普段の二人のじゃれ合うやり取りに、戻っていく。
『何よ、教えなさいよ』
「ダメ」
『ケチ』
「後で、教えてあげる」
『ちゃんと、報告しなさいよ』
「うん。ああー、誰が、来るんだろう、今日のパーティーに」
何気なく、誕生会のメンバーに、思いを馳せて呟いた。
プレゼント問題も、解消したところで、別なことで、気に病んでいる。
顔見知りがいないパーティーで、気苦労するのかと、気が滅入っていくのだ。
『それは、近しい人に、決まっているでしょ? 例えば、友達とか、お世話になっている人とか。

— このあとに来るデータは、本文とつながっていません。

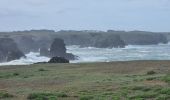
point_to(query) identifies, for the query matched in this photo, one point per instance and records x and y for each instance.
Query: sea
(91, 54)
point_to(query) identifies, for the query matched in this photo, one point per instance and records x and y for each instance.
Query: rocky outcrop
(58, 48)
(44, 51)
(58, 60)
(9, 50)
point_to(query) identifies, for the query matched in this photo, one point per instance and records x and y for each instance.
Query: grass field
(135, 80)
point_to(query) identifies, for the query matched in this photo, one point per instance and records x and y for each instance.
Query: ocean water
(91, 54)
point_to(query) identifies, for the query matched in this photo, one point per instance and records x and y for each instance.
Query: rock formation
(58, 48)
(9, 50)
(58, 60)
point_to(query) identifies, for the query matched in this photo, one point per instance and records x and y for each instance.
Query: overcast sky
(145, 15)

それに、ラルムも行くはずよ。プレゼント用意してあるって、この前、言っていたから』
「そうなの?」
話せる人が、いると抱くだけで、声が弾んだ。
『うん。よかったわね、頼れるラルムが、いてくれて』
「また、訳のわからない話をされたら、どうしようかと、思っちゃった」
『ラルムに、感謝しないとね』
「ホント」
『じゃ、切るわよ。購買で、お菓子買わないと』
現在、クラージュアカデミーで、イルは油絵を描いている途中で、小腹が空き、エネルギー補給のため、お菓子を買いに、歩いているさなかに、スマホが鳴り、響き出たのだった。
「太るわよ」
『うるさい』
スマホが切れた。
読んでいただき、ありがとうございます。